Over the years, I’ve talked with many young people about their desire to invest. Almost to a person, they are interested in investing because there is a popular, new product or service that excites them. This excitement helps them want to invest in that company, even if they are neophytes to the investment world. This does not bother me, as I love seeing people be motivated to become active in our economic system. The issue arises, however, that what is a cool product may be an investment that is about to mature in its attractiveness.
My friend’s son has me manage some investments for him. When we began our relationship, he wanted to talk about investing in Tesla motors. This was in the fall of 2014 and Tesla (TSLA) was selling in the neighborhood of $240 per share. Yes, in four years TSLA had become a ten-bagger, having risen to $241 from an October 2010 price of $21. To him, this looked like a great investment and, it would be, if that rate of appreciation had continued. Instead, in the fall of 2015, TSLA was selling for $207 (a loss of 13.7%) and the good news is that, today, it is selling for $262 per share (a gain of 8.7% from the 2014 price). One does not know if the “investor” would have still been in the stock or would “the emotional trader” have sold when the price was low.
Have you ever eaten at a Chipotle (CMG)? They do have good food and, in the fall of 2014, their stock was selling at price of $638, having risen from a first month’s (January 2007) price of $45.60, or 1,299%!! Of course, we all want on that bandwagon but, had you purchased CMG in the fall of 2014 with the hopes of winning the race, you would now own shares worth 28.2% less than at purchase. You did not imagine that there would be an e coli outbreak at the fast-food chain. As a result, it looks like you’re a little behind in the race – not winning.
Similar stories can be told about other stocks and, of course, there are real success stories where fortunes are made on the current, coolest thing to hit the market in years. Yet, for a beginning investor, looking for a way to invest in the market, I always recommend a couple of things. One, I ask, “How long are you able to invest the money without needing the principal?” Before you invest in the stock market, this time period should be no shorter than five years and, preferably, longer. In the above examples, had you gambled your house-down payment-to-be on either of these single stocks, instead of the return you had hoped to receive you may receive less and, perhaps, lost some of your down payment if a house purchase is relatively soon. If the beginning investor believes that they can invest for over five years and they want to get started, I recommend that they consider an index mutual fund or exchange traded fund. What would have happened to this investment over the eighteen months from October 2014 to today?

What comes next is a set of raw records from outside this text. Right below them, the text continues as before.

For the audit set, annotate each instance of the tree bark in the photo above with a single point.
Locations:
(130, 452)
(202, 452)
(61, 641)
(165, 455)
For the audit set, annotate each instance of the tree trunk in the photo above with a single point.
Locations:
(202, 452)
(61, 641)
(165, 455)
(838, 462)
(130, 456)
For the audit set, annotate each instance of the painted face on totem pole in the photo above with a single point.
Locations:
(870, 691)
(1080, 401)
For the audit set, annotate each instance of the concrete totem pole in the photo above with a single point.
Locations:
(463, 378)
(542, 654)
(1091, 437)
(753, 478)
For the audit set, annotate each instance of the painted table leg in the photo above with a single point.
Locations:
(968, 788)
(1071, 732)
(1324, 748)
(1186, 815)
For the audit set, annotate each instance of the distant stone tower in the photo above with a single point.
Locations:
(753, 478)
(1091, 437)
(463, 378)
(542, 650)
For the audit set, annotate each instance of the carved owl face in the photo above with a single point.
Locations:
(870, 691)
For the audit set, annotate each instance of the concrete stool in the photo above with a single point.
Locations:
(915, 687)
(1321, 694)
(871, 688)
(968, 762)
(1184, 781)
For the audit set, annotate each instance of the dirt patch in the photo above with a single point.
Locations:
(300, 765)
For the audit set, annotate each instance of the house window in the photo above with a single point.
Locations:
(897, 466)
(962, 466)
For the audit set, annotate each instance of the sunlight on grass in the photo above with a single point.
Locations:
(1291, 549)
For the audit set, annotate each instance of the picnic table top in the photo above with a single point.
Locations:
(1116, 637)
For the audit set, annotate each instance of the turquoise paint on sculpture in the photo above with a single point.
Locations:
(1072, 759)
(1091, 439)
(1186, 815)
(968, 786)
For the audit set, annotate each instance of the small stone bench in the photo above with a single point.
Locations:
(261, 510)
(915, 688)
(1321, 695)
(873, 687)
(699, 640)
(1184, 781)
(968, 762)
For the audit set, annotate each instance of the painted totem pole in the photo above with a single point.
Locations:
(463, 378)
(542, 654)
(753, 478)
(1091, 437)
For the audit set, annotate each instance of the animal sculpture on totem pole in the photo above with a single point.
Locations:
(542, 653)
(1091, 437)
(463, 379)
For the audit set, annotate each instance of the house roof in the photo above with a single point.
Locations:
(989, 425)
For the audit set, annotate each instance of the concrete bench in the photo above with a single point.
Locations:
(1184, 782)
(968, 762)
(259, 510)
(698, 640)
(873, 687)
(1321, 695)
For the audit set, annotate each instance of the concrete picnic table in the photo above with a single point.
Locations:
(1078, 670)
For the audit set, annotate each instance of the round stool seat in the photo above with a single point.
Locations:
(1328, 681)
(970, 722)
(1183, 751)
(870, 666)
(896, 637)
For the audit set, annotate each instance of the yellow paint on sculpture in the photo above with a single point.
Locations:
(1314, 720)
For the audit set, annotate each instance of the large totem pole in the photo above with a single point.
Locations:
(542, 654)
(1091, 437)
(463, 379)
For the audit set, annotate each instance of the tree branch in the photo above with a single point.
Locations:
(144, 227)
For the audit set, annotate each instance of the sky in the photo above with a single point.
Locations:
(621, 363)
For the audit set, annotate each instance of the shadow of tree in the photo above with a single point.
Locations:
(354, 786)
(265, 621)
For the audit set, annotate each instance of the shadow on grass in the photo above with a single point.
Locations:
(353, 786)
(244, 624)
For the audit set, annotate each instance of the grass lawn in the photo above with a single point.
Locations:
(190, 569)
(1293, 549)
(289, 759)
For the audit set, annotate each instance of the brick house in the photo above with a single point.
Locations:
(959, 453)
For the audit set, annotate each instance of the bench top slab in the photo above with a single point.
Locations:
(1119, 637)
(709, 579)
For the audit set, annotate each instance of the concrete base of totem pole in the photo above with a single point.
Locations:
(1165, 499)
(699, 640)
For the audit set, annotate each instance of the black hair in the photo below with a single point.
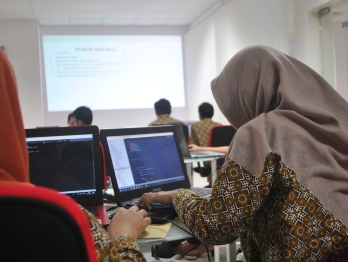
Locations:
(84, 114)
(71, 115)
(206, 110)
(163, 106)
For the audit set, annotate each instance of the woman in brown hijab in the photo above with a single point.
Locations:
(118, 244)
(284, 185)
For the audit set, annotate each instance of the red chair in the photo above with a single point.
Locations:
(39, 224)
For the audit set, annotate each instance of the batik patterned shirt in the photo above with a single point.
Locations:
(200, 131)
(122, 248)
(276, 218)
(163, 119)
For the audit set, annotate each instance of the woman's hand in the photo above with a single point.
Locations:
(163, 197)
(131, 222)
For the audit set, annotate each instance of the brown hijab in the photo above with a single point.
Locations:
(13, 149)
(282, 106)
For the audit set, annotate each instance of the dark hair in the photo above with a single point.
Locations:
(206, 110)
(71, 115)
(163, 106)
(84, 114)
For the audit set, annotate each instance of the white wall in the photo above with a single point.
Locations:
(207, 47)
(211, 43)
(341, 59)
(21, 40)
(307, 32)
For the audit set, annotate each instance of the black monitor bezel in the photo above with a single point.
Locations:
(125, 196)
(84, 200)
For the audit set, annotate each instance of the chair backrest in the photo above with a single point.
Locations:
(39, 224)
(221, 136)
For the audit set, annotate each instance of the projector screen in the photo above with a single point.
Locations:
(112, 72)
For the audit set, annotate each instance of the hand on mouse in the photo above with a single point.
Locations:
(131, 222)
(163, 197)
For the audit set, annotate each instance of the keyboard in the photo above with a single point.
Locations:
(202, 191)
(157, 217)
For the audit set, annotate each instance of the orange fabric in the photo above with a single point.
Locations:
(14, 165)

In October of 2014, the Standard & Poor’s 500 Index ETF (SPY) was selling for $195.49 per share. Currently SPY is selling for $204.19 and sports a 2.1% dividend yield. This is approximately an annual yield of 4.96%, although in January of this year SPY had a price a little less than $193 per share for a 1.4% loss to be recouped by April. Moreover, this return came with a lot less volatility than in either of the “cool” stocks above. Why? Diversification.
Purchasing a single investment is risky. Being risky, you may make a lot of money, if it turns out to be a great company. Being risky, you may lose everything, if it is a poor investment. You do not know. On the other hand, by investing in an index mutual fund with a focus on the United States, you will have purchased a little of every company in the index and will have taken a position that represents the largest companies in the United States. This reduction in risks, lowers your expected return, while reducing your risk. Moreover, an investment in The Market of the United States, provides you with an investment for the long-run. (You will not have to worry about little things like food poisoning getting in your way.)
Never forget that financial success follows from your discipline to save money over a long period of time in a diversified portfolio. If you do this, while not as exciting as watching a rabbit zig-zag across the yard, you will be successful. For, just as the fable of the turtle and hare attests, slow and steady will win the race. Swinging for a home run with your investments may seem attractive. It is, however how most batters strike out.